そんな日常に慣れた春、Yoonaの父親が亡くなった。
Yoonaは、ロンドンで知り合って以来、日本と韓国をお互い行き来しながら、
会ってはお酒を飲んだり美味しいものを食べたり、日常を報告したり大事な決断を共有し合う、大切な友人の1人。彼女が言うところの、precious friendだ。

その知らせはインスタのメッセージで届き、初めて彼が闘病していたことを知った。
少し会話をし、彼女は、それでも父は、ずっと幸せそうに見えたと言って、私は、そう見えたなら、きっとそうだったよと返した。

葬儀は静かに執り行われ、でも良い時間を持てたようで、渡航できなかった私は、SNSでその様子を知った。
葬儀の後、彼女は、自分はきっと父のように、これからも幸せに生きていけるとSNSに書いていた。
出会ってからこれまで、話す中で知り感じていた、彼女の生き方や考え方は、確かに彼女の父親から受け継がれたものがあることを知り、私が最後まで彼に会えなかったことは、ただただ残念だった。
私よりも若い友人が、気持ちを整えて家族を大切にしながら、また日常に戻ろうとする姿を見て、労いたい気持ちでいっぱいになった。
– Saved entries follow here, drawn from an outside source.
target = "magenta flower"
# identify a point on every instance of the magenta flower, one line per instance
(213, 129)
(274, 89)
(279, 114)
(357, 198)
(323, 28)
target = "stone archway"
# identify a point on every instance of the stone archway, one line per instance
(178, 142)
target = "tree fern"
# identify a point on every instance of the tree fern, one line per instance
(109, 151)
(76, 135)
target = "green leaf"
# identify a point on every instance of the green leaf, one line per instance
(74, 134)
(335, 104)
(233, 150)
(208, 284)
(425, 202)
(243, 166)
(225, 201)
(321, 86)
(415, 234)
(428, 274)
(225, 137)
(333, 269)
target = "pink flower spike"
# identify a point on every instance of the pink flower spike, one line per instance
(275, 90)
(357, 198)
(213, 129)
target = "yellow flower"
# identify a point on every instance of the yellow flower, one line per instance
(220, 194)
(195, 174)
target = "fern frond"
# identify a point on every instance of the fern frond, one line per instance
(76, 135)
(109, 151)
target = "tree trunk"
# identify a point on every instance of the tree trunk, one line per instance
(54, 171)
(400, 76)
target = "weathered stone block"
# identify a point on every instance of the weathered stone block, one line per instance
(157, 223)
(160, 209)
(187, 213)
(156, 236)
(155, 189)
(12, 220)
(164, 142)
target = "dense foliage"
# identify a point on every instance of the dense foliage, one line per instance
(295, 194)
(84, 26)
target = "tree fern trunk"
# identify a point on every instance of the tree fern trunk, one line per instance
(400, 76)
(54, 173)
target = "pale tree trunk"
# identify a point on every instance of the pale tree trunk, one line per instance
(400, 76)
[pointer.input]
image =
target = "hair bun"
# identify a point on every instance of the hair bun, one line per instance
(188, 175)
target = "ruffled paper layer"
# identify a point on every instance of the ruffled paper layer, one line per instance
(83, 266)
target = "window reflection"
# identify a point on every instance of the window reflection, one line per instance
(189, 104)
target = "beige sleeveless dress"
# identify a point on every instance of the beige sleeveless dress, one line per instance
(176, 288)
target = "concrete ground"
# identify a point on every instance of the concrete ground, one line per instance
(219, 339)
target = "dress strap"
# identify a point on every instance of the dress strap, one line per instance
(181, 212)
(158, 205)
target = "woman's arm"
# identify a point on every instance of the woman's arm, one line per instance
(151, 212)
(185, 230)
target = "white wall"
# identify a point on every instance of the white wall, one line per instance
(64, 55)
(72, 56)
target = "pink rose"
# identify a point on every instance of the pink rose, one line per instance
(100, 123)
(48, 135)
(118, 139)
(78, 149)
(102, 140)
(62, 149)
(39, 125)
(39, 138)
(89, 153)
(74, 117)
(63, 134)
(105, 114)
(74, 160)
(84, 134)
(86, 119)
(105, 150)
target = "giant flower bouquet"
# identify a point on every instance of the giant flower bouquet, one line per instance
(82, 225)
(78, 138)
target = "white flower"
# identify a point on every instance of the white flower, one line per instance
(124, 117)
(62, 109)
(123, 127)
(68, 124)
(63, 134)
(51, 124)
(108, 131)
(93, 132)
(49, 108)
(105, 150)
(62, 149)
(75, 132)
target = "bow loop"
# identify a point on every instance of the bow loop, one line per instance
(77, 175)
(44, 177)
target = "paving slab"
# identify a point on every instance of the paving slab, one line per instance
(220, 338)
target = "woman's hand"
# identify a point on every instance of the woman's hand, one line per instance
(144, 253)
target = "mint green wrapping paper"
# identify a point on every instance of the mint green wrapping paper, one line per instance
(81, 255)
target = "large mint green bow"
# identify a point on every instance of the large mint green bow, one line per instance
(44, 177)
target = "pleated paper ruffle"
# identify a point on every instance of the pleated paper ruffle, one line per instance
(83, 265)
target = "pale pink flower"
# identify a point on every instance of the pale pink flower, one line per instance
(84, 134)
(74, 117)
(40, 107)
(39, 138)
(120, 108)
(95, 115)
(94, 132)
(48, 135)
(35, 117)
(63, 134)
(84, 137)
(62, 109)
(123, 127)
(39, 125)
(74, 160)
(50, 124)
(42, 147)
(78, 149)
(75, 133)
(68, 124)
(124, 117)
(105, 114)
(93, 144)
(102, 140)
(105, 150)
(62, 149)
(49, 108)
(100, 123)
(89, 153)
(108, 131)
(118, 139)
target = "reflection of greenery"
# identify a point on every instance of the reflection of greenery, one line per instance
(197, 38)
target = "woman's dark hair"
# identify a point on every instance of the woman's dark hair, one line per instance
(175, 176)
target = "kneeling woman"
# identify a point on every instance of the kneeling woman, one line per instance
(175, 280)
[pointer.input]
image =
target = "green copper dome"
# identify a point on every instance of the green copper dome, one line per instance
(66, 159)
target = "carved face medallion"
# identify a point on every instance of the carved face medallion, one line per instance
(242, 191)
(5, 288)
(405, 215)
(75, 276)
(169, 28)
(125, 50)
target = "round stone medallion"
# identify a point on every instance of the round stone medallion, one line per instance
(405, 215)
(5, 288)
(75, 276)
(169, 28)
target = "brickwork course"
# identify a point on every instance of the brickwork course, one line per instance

文化が違うから、私が使おうとしている言葉や労いが、相手の文化にとって無礼にあたらないかを調べたりして、メッセージを作り始めた。
英語で作る文章には随分慣れたけれど、私が普段使う言葉で、英訳できないものも多い。「大丈夫?」とか、「おつかれさま」とか、「微妙だ」とか。
私が感じたことや伝えたいこと。結局のところ、それは日本語で構成されているから、必ずしも英語に訳せるものではない。
特にアジア人同士では、英語に訳すと表現しきれない振る舞いや、微細な感情が多くある。今の私の感情は日本語でできているのだけれど、友人を労い、今の彼女を支える一助となるよう、私が考えたことを伝えたかった。
どうするのが、1番いいだろう。そう思った。

その時、唐突に思い出したことがあった。
そう言えば、私を励ますために、日本語のある言葉を覚えて、一生懸命伝えてくれた友人がいた。
コロンビア人のRegis。
留学時代の友人だ。
その頃、私は英語がなかなか伸びずに悩んでいた。
ヒアリングに苦労するということは、スムーズなコミュニケーションがとれないということ。コミュニケーションがとれないということは、理解することもできず、理解されることも望めない、誰にも。
同じクラスだったRegisは、私が悩んでいるのに気づいたのか知ったのか。
前日に私が暗い顔をして、担当の先生と話していたから、何か聞いたのかもしれない。
その日の朝、Regisは、50代の日本人のクラスメイトに何かを聞いたり書いてもらったりしていて、休み時間に私のところにやってきた。
彼は、一生懸命に慣れない音を発音しながら、日本語で
「きみは、ひとりじゃない」、と言った。
その後、辛い時は母国語で伝えた方が、Yasukoに伝わると思って、と言って、思っていることを、今度は英語で、一生懸命話してくれた。
ここにいる全員、英語の課題を抱えている、みんな、英語下手だよ、言いたいことが伝わらないこともある、みんな、やりたいことをやるために英語を勉強しているし、若しくはこの国で生活するため、みんななんとかここにいる、Yasukoは誰も私を理解しないと言ったけど、英語が伝わらなくても、そのもどかしさは、みんな分かるよ。Yasukoのこと、僕達は分かってるよ、もし、英語が伝わらなくてもね。
自分の国を離れて生活するのも大変なことだよ、ここはロンドン、誰も助けてくれない。物価も高いし…今この学校に日本人は少ないし、孤独を感じるかもしれないけど、Yasukoは1人じゃないよ。友達だろう?困った時は僕達を頼って。1人じゃ頼りない、英語が不自由な留学生でも、みんないるよ。Yasukoも僕達も、1人じゃないよ。僕達はclassmateだ。Yasuko、絶対に忘れないで、どんな時も、この国に1人だと君が思っても、君は1人じゃない。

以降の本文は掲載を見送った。